Sunday, August 25, 2013

Pacific Rim - 2013 - 3.5 Stars

Director: Guillermo Del Toro
Cast: Charlie Hunnam, Idris Elba, Rino Kikuchi, Charlie Day

Pacific Rim, Guillermo Del Toro's first summer blockbuster, is a modern take on the 1950's Japanese monster movies. Pacific Rim is set in the 2020's where the earth is frequently under attack from giant alien sea monsters known as Kaju and humanity's best defense against the Kaju are giant mechanized robots that must be simultaneously piloted by two humans called Jaegers. Does that premise intrigue you? If yes, you will like this movie. If no, I am not sure.

Del Toro has a keen visual eye and while Pacific Rim's fights appear frenetic they are well constructed and much easier to follow than the 8 cuts per second style Michael Bay uses in the Transformers movies. A monsters fighting robots film traffics in easy spectacle, but at least Del Toro has the chops to make the spectacle worth watching.

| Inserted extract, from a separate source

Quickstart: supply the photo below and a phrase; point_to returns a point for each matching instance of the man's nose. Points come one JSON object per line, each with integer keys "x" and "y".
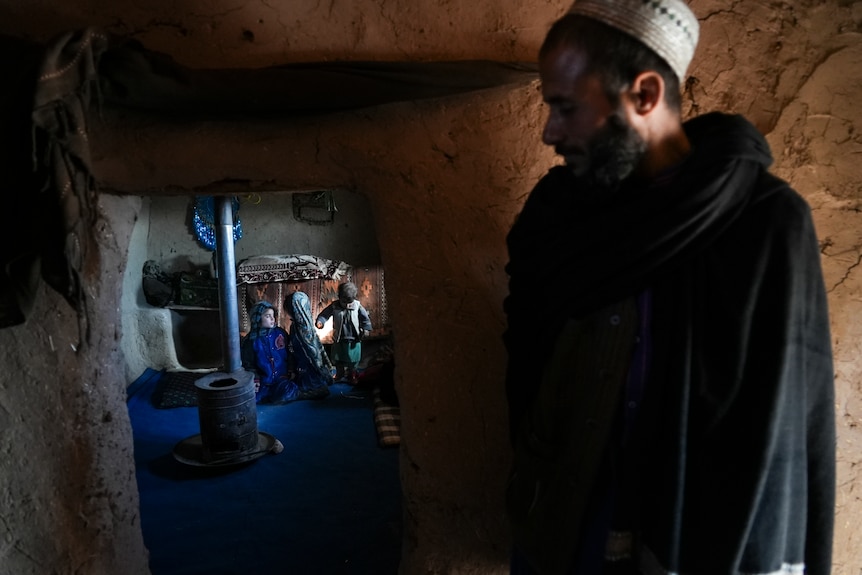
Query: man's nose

A common critical refrain surrounding Pacific Rim is a version of "A 10 year old me would think this is the best movie of all time". This is true, but a backhanded compliment. It implies that the avatar of the reviewer's childhood wouldn't care about acting, story or writing in the same way the wise adult the 10 year old grew up into does. Pacific Rim has corny dialogue and thin characterizations, but I don't think children are appeased by the screenplay via stupidity or low expectations, I think children appreciate the earnestness of Del Toro's screenplay more than adults.

Most summer blockbusters attempt to attract an adult audience through either the snarky, double entendre laced, pop-culture laden, ratatat of the Iron Man trilogy or via solemnity masquerading as maturity as seen in Nolan's Batman films. I prefer some of those movies Pacific Rim, but it's unfortunate that blockbusters are peppered with jokes kids don't understand or full of 9/11 paranoia for a generation that remembers blockbusters recreating 9/11 better than the event itself. Pacific Rim is an engaging throwback that is too rare in the current blockbuster landscape, a 10 year old me would love it and that's because to quote The Hudsucker Proxy "it's y'know ... for kids."